I've been trying to find out whether any altcoin community has attempted a hardfork without consensus before.
Can you point me towards an account or analysis of such an attempt?
Only example that comes to mind is Elacoin. Steve Sokolowski covered the fork in his forum post on the block size increase debate:
Everyone can veto the change
A common misconception about this block size increase is that miners will make a decision about whether the change is accepted or not. Miners only have the power to prevent a hard fork, but they cannot force its acceptance even if they mine new fork blocks.
To see why, consider the story of Elacoins. Elacoins were a proof-of-work altcoin created several years ago. After some initial interest, activity declined until there were no more development updates, and difficulty plummeted. However, after about six months, a new developer came onto the scene and decided to fork Elacoin to be proof-of-stake. He released a new version with great fanfare and many future stakers arrived to use the new coin.
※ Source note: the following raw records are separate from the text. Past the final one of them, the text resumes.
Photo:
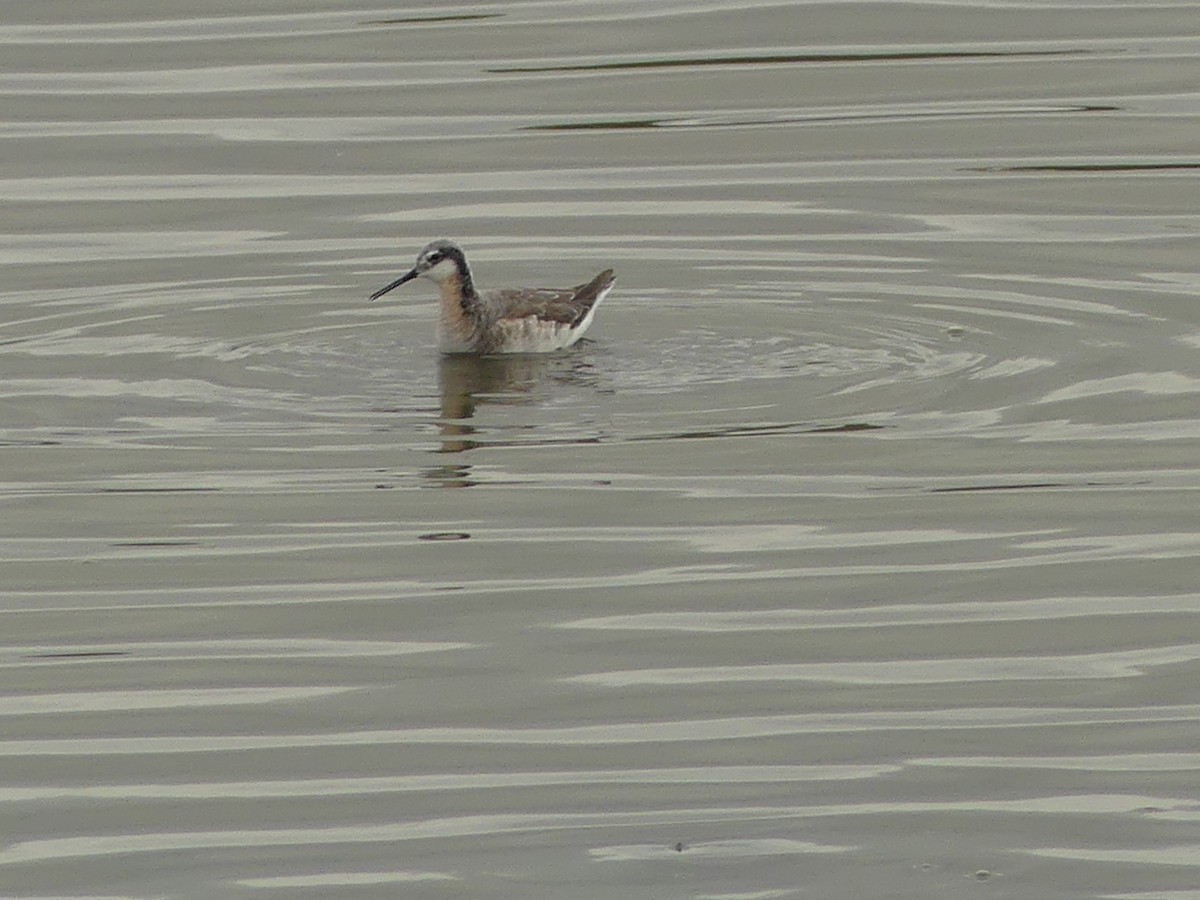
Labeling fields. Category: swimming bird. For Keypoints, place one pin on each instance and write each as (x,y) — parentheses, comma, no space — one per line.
(507,321)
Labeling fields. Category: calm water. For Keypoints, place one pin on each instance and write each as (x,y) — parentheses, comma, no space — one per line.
(853,555)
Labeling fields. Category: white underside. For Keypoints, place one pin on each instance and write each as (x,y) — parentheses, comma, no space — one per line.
(527,335)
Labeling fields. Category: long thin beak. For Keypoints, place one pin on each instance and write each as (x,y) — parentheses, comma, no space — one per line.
(396,283)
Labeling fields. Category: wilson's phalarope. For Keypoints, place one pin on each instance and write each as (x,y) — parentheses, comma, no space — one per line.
(508,321)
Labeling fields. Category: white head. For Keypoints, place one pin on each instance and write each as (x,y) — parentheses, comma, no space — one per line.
(438,261)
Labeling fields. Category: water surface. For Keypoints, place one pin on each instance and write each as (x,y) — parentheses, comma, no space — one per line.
(852,555)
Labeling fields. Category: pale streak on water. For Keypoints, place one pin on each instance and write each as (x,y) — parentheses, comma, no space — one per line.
(855,555)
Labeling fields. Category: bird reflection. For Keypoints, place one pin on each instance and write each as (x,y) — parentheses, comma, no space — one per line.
(468,382)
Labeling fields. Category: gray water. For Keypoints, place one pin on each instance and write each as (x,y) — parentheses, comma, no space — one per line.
(852,555)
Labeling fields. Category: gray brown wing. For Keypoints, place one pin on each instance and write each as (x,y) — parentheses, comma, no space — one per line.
(567,306)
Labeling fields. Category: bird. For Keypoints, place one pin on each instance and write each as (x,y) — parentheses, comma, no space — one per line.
(505,321)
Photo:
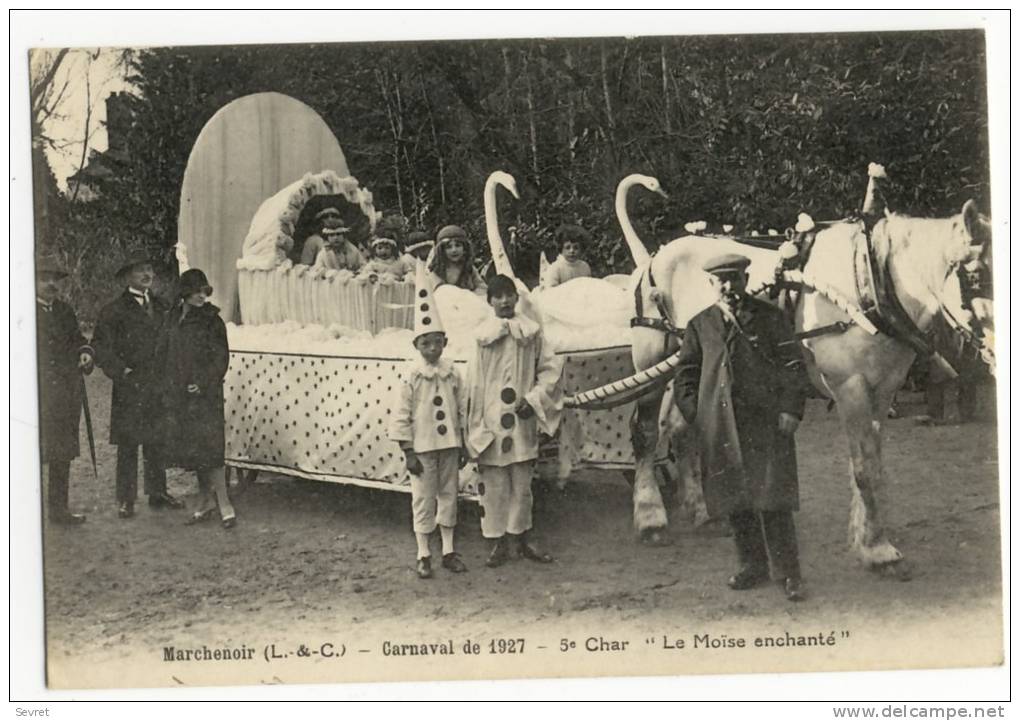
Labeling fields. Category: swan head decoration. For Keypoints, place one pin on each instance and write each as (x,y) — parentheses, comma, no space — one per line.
(506,179)
(651,184)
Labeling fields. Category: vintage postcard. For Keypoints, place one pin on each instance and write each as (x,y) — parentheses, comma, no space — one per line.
(659,355)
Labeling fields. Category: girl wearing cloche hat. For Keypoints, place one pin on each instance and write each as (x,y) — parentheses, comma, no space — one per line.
(195,356)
He set a date in late 2014, at which the chains would diverge. In anticipation of the upcoming change, volatility increased and trading volume rose dramatically.
Exchange Cryptsy, seeing the trading volume, had no reason to make any change to its market, and CEO Paul Vernon ignored customer support tickets from the new Elacoin developers. As price rose in anticipation of the fork, difficulty also rose. The date of the fork came and went, and price continued to rise - but Cryptsy did not upgrade its daemon. As a result, mining continued on the old fork. Huge buy orders of 5+ bitcoins appeared. A large group of people continued to stake the new fork, but the only people who actually mattered - Crypsty, ignored their tickets. Eventually, the hard fork was declared a failure and Elacoins continued to be traded and mined using the old fork, despite almost every user, developer, and staker wanting to use the new fork.
This story demonstrates that exchanges, not miners, will also decide whether to accept any proposed changes. In fact, almost anyone can veto a hard fork. Just 20% of miners can decide not to mine the new blocks, and the fork fails. Just one massive exchange (Coinbase, or the Bitcoin Investment Trust) can continue trading the old fork, and the fork fails. A few of the richest coin owners, like Tim Draper, can decide that they will continue to make their bitcoin investments on the old fork, and the fork fails. Big merchants like Overstock and Microsoft announce that they will only accept the old fork, and the fork fails.
Miners do not have the final word, or even a significant choice, in whether the fork succeeds. There are several lessons to be taken from the Elacoin story: first, miners like Slush and Luke Jr. do not have the power to cause this fork to happen, only to block it. Second, exchanges are more important than miners in whether the fork succeeds or not. Third, a bare majority of people accepting the fork is not sufficient for it to happen, since the default decision is to fall back if it looks like there is even the slightest chance of failure.